As shock continues, early compensatory mechanisms fail to maintain cardiac
output and SVR and blood pressure falls. Shock with hypotension is referred to as
uncompensated shock. In addition to hypotension, clinical signs include
worsening tachycardia (or bradycardia in infants) and tachypnea, mottled skin,
cold extremities, and markedly delayed capillary refill (>4 seconds). Tachypnea
and respiratory distress may herald underlying pulmonary disease, but may also
reflect an increase in minute ventilation (to decrease PaCO2 ) to compensate for
an increasing metabolic acidosis. Signs of organ dysfunction are typically
evident, including further alterations in mental status (agitation, confusion,
lethargy,
stupor),
gastrointestinal
ileus,
azotemia,
coagulopathy,
thrombocytopenia, and hyperbilirubinemia.

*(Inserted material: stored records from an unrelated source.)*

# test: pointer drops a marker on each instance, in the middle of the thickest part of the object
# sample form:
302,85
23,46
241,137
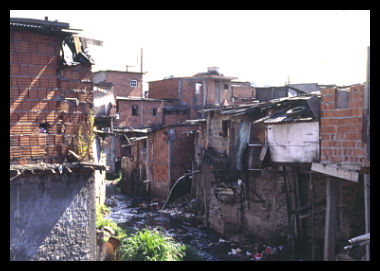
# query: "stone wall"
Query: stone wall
52,217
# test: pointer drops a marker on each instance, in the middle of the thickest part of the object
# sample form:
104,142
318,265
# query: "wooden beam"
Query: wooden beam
330,221
348,175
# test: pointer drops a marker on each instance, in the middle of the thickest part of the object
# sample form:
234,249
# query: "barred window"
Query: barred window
133,83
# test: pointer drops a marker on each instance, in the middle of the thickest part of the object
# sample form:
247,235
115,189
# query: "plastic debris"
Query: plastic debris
234,251
274,251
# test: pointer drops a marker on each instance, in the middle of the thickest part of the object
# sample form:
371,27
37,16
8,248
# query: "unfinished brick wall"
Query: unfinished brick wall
175,116
144,117
341,127
122,82
243,92
164,89
158,163
36,79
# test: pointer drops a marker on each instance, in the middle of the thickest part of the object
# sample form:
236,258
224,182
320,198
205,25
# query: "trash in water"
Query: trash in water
234,251
274,251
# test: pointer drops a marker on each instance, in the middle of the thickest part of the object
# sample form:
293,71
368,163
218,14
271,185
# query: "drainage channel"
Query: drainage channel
172,221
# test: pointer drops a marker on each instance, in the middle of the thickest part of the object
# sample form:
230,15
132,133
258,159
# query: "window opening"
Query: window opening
135,110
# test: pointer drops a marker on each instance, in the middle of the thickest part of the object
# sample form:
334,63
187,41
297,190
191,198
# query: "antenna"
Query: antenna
141,61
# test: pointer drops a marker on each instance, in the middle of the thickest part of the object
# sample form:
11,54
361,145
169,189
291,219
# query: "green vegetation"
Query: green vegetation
146,245
151,246
101,222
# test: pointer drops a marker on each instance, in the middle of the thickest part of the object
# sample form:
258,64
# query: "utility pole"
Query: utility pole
366,140
141,61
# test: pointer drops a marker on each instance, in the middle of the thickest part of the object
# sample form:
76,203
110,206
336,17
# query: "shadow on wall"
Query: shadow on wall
50,216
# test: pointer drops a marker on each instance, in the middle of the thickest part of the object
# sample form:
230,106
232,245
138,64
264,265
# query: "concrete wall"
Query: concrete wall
52,217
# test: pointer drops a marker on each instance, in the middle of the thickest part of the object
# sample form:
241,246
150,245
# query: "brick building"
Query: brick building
157,159
50,90
139,112
342,125
125,83
52,198
196,92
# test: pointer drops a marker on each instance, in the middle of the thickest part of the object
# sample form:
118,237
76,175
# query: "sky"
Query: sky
266,47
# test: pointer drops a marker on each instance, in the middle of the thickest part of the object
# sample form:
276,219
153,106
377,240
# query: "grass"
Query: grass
145,245
101,222
151,245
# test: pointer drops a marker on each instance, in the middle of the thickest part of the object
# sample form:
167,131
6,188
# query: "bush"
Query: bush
101,222
151,246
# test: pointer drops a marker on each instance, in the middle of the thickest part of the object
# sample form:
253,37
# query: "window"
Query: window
225,126
135,110
133,83
44,128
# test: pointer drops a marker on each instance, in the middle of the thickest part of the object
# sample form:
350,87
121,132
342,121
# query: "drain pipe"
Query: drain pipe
176,182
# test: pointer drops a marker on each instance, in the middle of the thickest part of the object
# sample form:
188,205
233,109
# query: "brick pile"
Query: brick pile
41,125
341,129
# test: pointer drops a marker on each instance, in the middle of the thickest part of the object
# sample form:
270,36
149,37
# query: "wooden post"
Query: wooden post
330,221
313,217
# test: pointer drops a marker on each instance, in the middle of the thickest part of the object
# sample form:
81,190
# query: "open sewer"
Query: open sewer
183,227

All types of shock encompass some degree of absolute or functional
hypovolemia. Absolute hypovolemia exists in cases of dehydration from fluid
losses (e.g., diarrhea, severe emesis, hyperthermia), hemorrhage, and “third
spacing” of fluid due to increased vascular permeability, as in sepsis or burn
injuries. Functional hypovolemia exists when vascular capacity increases, as in
septic shock, spinal cord injury, anaphylaxis, or certain medication effects. In
addition to volume loss, microcirculatory dysfunction is characterized by a
maldistribution of capillary blood flow and is common to all types of shock. Even
with reestablishment of global circulation, the activation of inflammatory
cytokines in response to pathogen-associated molecular patterns (PAMPs) from
invading microorganisms in sepsis and danger-associated molecular patterns
(DAMPs) from cell injury in trauma, as well as endothelial cell activation and
microthrombi formation, leads to regional changes in blood flow within and
across organ systems. This contributes to local tissue ischemia that fuels a vicious
cycle of tissue injury and inflammation that can result in the multiorgan
dysfunction syndrome (MODS). Furthermore, a second wave of reperfusion
injury may occur due to an increase in oxidant and nitrogenous stress even after
the primary insult of decreased tissue perfusion in shock is corrected.